The second prediction 7 is performed on the thus obtained waveform S1 by subtracting it from the original speech waveform S. The audio parameters Ak, P, and U parameters obtained in the second prediction 7 (same as P, U, and U obtained previously) are stored or transmitted 8 as audio information. On the playback side, P and U are added to the sound source generation circuit 9 to generate a sound source waveform Z2 that is exactly the same as Zl, and the second is sent to the digital filter 1.
0 and synthesizes the speech waveform S2 using the speech parameter Ak, and passes it through the D/N converter 11 and the low-pass filter 12 to produce synthesized speech.

このように原音声波形Ｓ。から残差波形ＺＩを差し引い
ｔこ波形３　、　ｌこよって２回目の予測を行なった場
合に、インパルスの２乗平均値すなわち第２図（ｂ＞に
おけるＤが相殺さ技るのは次の理由による。いま音源（
残差）波形Ｚ１のみを入力として予測を行なったとする
と、Ｚ、は有声音区間ではインパルス列のみで構ｆ１．
されており、インパルスの１周期に占める時間は小さい
ので殆どサンプリングにかからず、そのｒこめにすべて
の音声パラメータは実質的に零となり、その残差は音源
と同一のインパルス列となる。したがって「源波形Ｚ１
を反転した波形＜−２，＞を原音声波形Ｓ、に重畳した
波形Ｓ、（＝Ｓ、−Ｚ、）を人力として予測を行なうと
、残差にはインパルス列の反軟した波形が重畳されるの
で、元のインパルスの２乗平均値が相殺さ跣ることにな
り、純粋の誤差成分である白色雑音状残差のみを２乗平
均値を最小にすること１こより、この部分に残存する相
関性をほぼ完全に除去でｂるのである。In this way, the original speech waveform S. When the second prediction is made by subtracting the residual waveform ZI from the waveform 3 and l, the root mean square value of the impulse, that is, D in Figure 2 (b>) cancels out for the following reason. According to the current sound source (
If prediction is performed using only the waveform Z1 as input, then Z, is only an impulse train in the voiced section, and f1.
Since the time occupied in one impulse cycle is small, almost no sampling is required, and all the audio parameters become substantially zero, and the residual becomes the same impulse train as the sound source. Therefore, “source waveform Z1
When the waveform S, (=S, -Z,) obtained by superimposing the inverted waveform <-2,> on the original speech waveform S, is manually predicted, the softened waveform of the impulse train is superimposed on the residual. Therefore, the root mean square value of the original impulse is canceled out, and only the white noise-like residual, which is a pure error component, remains in this part by minimizing the root mean square value. This almost completely eliminates the correlation between the two.

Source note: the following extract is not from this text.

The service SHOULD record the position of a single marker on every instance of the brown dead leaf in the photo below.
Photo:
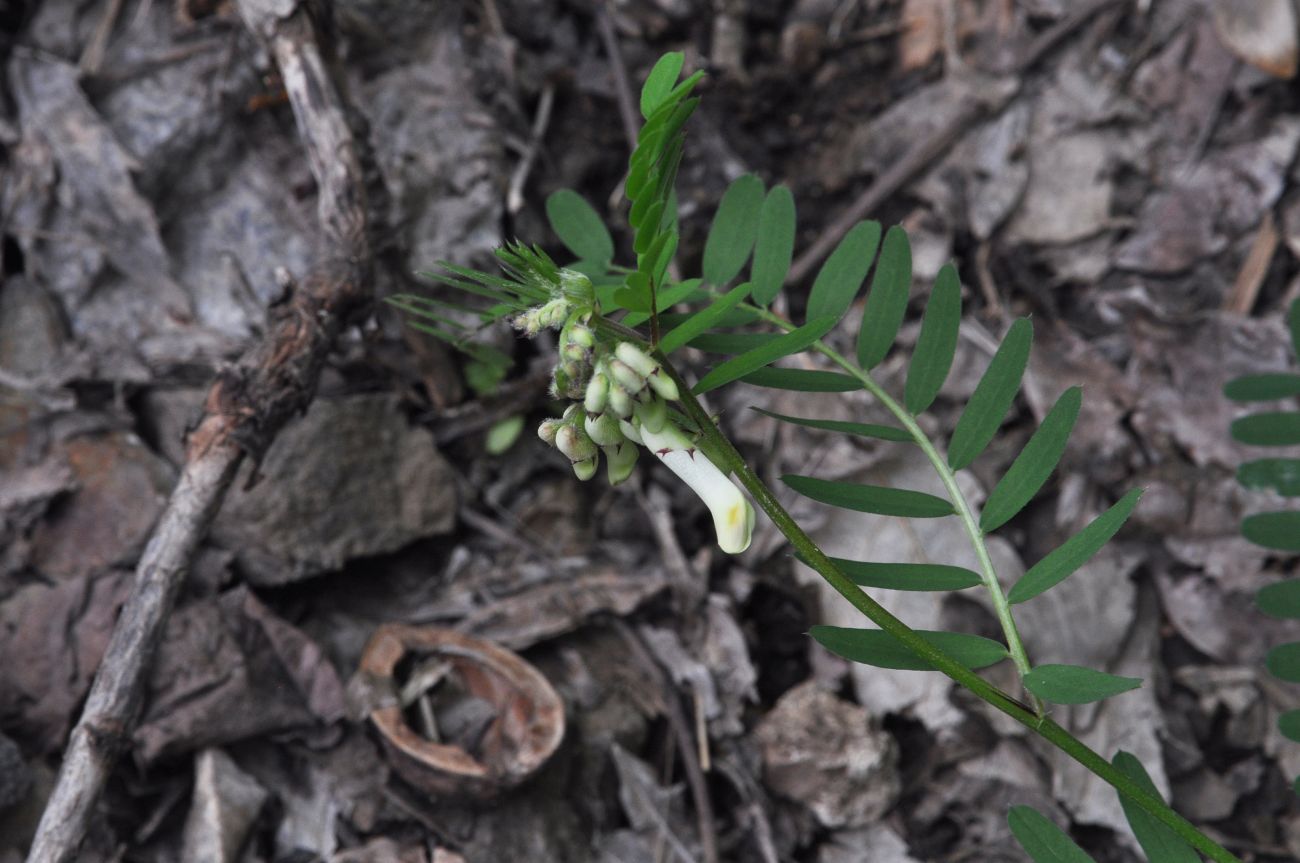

［発明の効果１上述のよう１こ本発明は、まず原音声波形を予測して得
られた残差波形情報を用いて残差波形を生成し、この残
差波形を原音声波形から差し引いた波形について再度予
測を行なって各音声パラメータを求め、これらの音声パ
ラメータと上記残塩波形情報とを用いて音声波形を合成
するものであるから、有声音区間と無声音区間とを問わ
ず白色雑音状の残差の２乗平均値を最小とするように音
声パラメータの抽出を行なうことができ、したがって音
源波形をインパルス列と白色雑音とで近似して音声を再
生する場合の原音復元性をきわめて簡単な構成によって
改善し得るという利点がある。[Effect of the invention 1 As mentioned above, the present invention first generates a residual waveform using the residual waveform information obtained by predicting the original speech waveform, and then subtracts this residual waveform from the original speech waveform. The waveform is predicted again to obtain each voice parameter, and the voice waveform is synthesized using these voice parameters and the residual salt waveform information. Speech parameters can be extracted so as to minimize the root mean square value of the residuals of This has the advantage that it can be improved by a new configuration.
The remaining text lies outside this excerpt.